The Guardian had destroyed that. He couldn't blame it for getting trapped in him, but its presence had thrust him into this disastrous affair with the Dark, and he hated what he'd learned about the world, his family, himself. Everywhere he went, he trailed ruin; even his sworn enemy seemed to pity him. It was shameful how many times Enkhaelen had come to his rescue.
Now he'd dragged his friends here, involved the Trifolders and the Haarakash and t
he wraiths, disrupted many lives and gotten people killed. Now he knew too much truth to turn back.
“I don't like what I have t'do,” he said. “I'm not gonna do any more of it than necessary. If you can't accept that, then...”
“What, Cob? Then what?”
“Jus'...stop talkin' to me, all right?”
One look at her flushed face told him that was the wrong answer. “You can't ignore it, Cob!” She raised her sword-hand. “My— Breana's power couldn't dent the white armor. Arik's claws couldn't rend it. We need you to fight for us like you mean it, not just wrap people up in shrubbery or drop them in the mud. If you don't—“
“The lever couldn't get through his armor either!” Cob snapped, showing the truncated staff. “There was nothin' I could do about him but trap the sword. The Guardian isn't all-powerful. It's a pikin' coward, actually, and those swords and that armor—I can't do anythin'. Pikes, if the armor is the same stuff as what was under the street, and that's the same stuff as what's in the Palace, I don't think we can even reach Enkhaelen!”
She stared at him. “There must be a way.”
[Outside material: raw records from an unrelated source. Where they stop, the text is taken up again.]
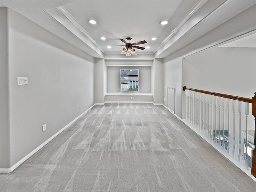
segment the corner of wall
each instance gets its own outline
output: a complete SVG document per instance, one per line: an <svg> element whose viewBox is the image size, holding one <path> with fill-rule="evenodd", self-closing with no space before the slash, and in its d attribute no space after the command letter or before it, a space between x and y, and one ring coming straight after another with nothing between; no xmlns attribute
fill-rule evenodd
<svg viewBox="0 0 256 192"><path fill-rule="evenodd" d="M0 168L10 167L8 8L0 8Z"/></svg>

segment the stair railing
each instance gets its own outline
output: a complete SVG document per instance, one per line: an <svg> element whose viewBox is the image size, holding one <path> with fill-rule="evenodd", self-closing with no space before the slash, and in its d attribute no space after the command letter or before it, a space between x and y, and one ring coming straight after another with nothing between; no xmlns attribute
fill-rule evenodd
<svg viewBox="0 0 256 192"><path fill-rule="evenodd" d="M256 178L256 93L250 99L185 86L183 90L187 123L230 160L251 169ZM248 130L251 108L254 122Z"/></svg>

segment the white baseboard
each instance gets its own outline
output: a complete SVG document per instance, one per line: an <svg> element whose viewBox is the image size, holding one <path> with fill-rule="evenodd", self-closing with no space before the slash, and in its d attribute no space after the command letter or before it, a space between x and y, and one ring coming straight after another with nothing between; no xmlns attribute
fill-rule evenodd
<svg viewBox="0 0 256 192"><path fill-rule="evenodd" d="M168 108L167 107L166 107L165 105L164 105L164 104L162 104L162 105L163 106L164 106L164 107L165 107L166 108L166 109L168 110L169 111L170 111L171 113L172 113L176 118L178 118L179 120L181 121L183 121L183 119L182 119L181 118L180 118L180 117L179 117L178 115L177 115L176 114L175 114L173 111L172 111L172 110L170 108Z"/></svg>
<svg viewBox="0 0 256 192"><path fill-rule="evenodd" d="M48 139L47 140L45 141L43 143L42 143L41 145L40 145L39 146L37 147L35 149L34 149L33 151L32 151L31 152L29 153L25 157L24 157L23 158L22 158L19 161L18 161L15 164L13 165L12 166L10 167L10 168L0 168L0 173L10 173L10 172L12 172L14 169L15 169L16 168L17 168L18 166L19 166L20 164L21 164L22 163L23 163L25 161L26 161L28 158L30 157L33 154L34 154L35 153L36 153L36 152L37 152L38 150L39 150L40 149L41 149L43 147L44 147L45 145L47 144L49 142L50 142L52 140L52 139L53 139L58 135L60 134L62 131L63 131L64 130L65 130L68 127L73 123L74 123L74 122L75 122L76 120L77 120L78 119L79 119L80 117L81 117L84 114L85 114L87 113L90 109L91 109L92 108L92 107L93 107L94 106L94 105L95 105L95 104L94 104L92 106L90 107L90 108L89 108L88 109L87 109L84 112L83 112L82 114L81 114L80 115L79 115L78 117L76 118L75 119L74 119L74 120L73 120L72 121L71 121L70 123L69 123L67 125L65 126L65 127L64 127L63 128L61 129L59 131L58 131L57 132L56 132L55 134L53 135L51 137L50 137L49 139Z"/></svg>
<svg viewBox="0 0 256 192"><path fill-rule="evenodd" d="M104 105L104 104L105 104L105 103L106 103L106 102L104 102L103 103L95 103L93 106L94 106L94 105Z"/></svg>
<svg viewBox="0 0 256 192"><path fill-rule="evenodd" d="M152 101L106 101L105 103L152 103Z"/></svg>

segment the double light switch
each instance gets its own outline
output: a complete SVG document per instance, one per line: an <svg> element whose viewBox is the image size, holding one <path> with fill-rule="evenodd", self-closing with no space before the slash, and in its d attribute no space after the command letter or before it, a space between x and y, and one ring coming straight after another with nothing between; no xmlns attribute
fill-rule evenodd
<svg viewBox="0 0 256 192"><path fill-rule="evenodd" d="M22 85L28 84L27 77L17 77L17 85Z"/></svg>

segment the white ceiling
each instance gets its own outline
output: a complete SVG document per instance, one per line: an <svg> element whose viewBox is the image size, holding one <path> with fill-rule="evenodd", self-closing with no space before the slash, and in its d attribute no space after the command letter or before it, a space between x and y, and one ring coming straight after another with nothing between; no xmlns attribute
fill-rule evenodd
<svg viewBox="0 0 256 192"><path fill-rule="evenodd" d="M249 8L254 6L256 11L256 4L246 0L0 1L1 6L17 11L96 58L120 54L124 47L107 46L124 45L118 38L128 37L132 43L148 42L139 46L150 46L136 49L138 55L133 57L146 54L164 57ZM97 24L89 24L90 19ZM164 20L169 24L160 25ZM107 39L100 40L102 36Z"/></svg>
<svg viewBox="0 0 256 192"><path fill-rule="evenodd" d="M218 47L256 48L256 33L221 45Z"/></svg>

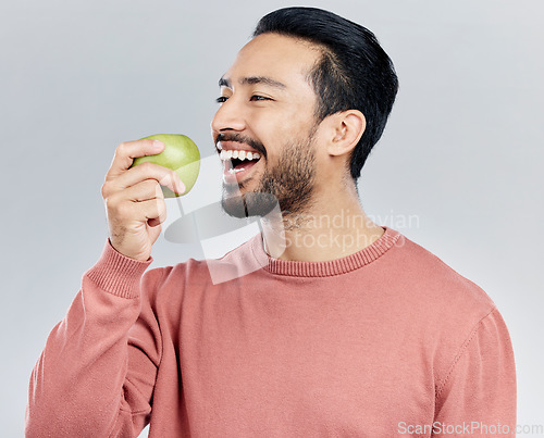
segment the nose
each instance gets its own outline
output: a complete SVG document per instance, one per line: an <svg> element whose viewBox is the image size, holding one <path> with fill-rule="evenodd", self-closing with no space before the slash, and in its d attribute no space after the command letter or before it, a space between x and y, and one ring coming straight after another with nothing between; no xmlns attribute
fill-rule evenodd
<svg viewBox="0 0 544 438"><path fill-rule="evenodd" d="M246 115L240 102L231 96L221 103L211 121L212 134L218 135L226 130L242 132L246 128Z"/></svg>

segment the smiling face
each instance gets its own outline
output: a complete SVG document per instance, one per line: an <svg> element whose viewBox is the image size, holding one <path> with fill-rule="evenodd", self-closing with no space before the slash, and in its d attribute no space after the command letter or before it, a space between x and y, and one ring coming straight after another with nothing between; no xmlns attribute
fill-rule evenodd
<svg viewBox="0 0 544 438"><path fill-rule="evenodd" d="M310 203L318 126L308 74L319 58L306 42L263 34L239 51L221 78L221 107L211 127L225 163L228 214L264 215L276 200L283 212Z"/></svg>

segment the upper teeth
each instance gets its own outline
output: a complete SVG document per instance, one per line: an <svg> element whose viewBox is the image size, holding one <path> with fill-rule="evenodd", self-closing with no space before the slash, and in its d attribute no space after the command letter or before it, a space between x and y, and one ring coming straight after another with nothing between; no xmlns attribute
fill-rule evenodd
<svg viewBox="0 0 544 438"><path fill-rule="evenodd" d="M243 150L222 150L221 153L219 154L221 160L231 160L231 159L238 159L238 160L259 160L261 155L257 152L247 152Z"/></svg>

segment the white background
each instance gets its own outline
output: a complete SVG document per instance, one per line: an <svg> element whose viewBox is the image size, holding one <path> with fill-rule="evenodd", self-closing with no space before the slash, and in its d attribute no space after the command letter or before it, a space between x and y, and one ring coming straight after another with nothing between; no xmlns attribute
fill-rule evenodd
<svg viewBox="0 0 544 438"><path fill-rule="evenodd" d="M302 4L369 27L393 59L400 90L362 172L363 208L496 302L518 423L543 424L543 2ZM100 186L115 147L183 133L211 157L217 82L257 21L286 5L1 3L1 436L23 435L32 367L106 242ZM214 178L201 174L194 197ZM152 266L201 255L161 237Z"/></svg>

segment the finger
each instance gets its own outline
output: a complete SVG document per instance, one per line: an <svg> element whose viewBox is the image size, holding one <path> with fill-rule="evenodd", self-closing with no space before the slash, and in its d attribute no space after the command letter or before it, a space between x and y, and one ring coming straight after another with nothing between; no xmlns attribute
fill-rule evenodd
<svg viewBox="0 0 544 438"><path fill-rule="evenodd" d="M144 214L149 226L158 226L166 220L166 203L163 199L150 199L148 201L138 202L137 208Z"/></svg>
<svg viewBox="0 0 544 438"><path fill-rule="evenodd" d="M154 179L143 180L123 191L119 191L118 196L120 197L118 199L122 199L120 202L145 202L151 200L164 201L164 195L161 190L161 186Z"/></svg>
<svg viewBox="0 0 544 438"><path fill-rule="evenodd" d="M171 168L154 163L141 163L125 171L118 178L110 182L113 189L125 189L146 179L152 179L161 186L166 186L176 193L185 191L185 185L180 179L180 175Z"/></svg>
<svg viewBox="0 0 544 438"><path fill-rule="evenodd" d="M106 175L106 179L115 178L131 167L135 158L156 155L162 152L164 143L159 140L144 138L140 140L124 141L115 149L115 154Z"/></svg>

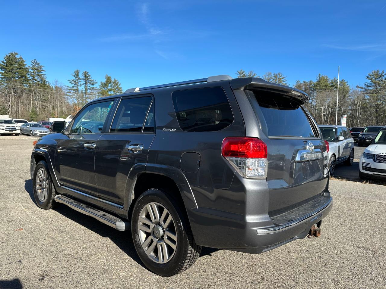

“Well then what is it? You all look at me for a plan, but what do I pikin' know? The Guardian doesn't tell me shit. Everyone suffers for my ignorance—Das, Lark, Rian, Ilshenrir—and not jus' us but our helpers and enemies too. And that matters to me! Erevard—he wasn't a friend but he wasn't a bad guy, you know? And Fendil, Light, I can't even... And Ammala, Paol Cray, Vriene and Sogan, the pikin' High Necromancer of Haaraka—they try to help me and they die or get maimed or I don't even know what. Look at Arik right now. I told you I should go on my own, and now it's too late.”
“Stop saying that!”
“Why, because you don't wanna believe it? Doesn't mean it's not true. If we really can't do this, then it's better for jus' me to be here, jus' me to suffer. I— I'd planned to be here from the start, Fiora, on the pilgrimage no matter what, because I want—“ He gestured roughly in frustration, unable to find the words.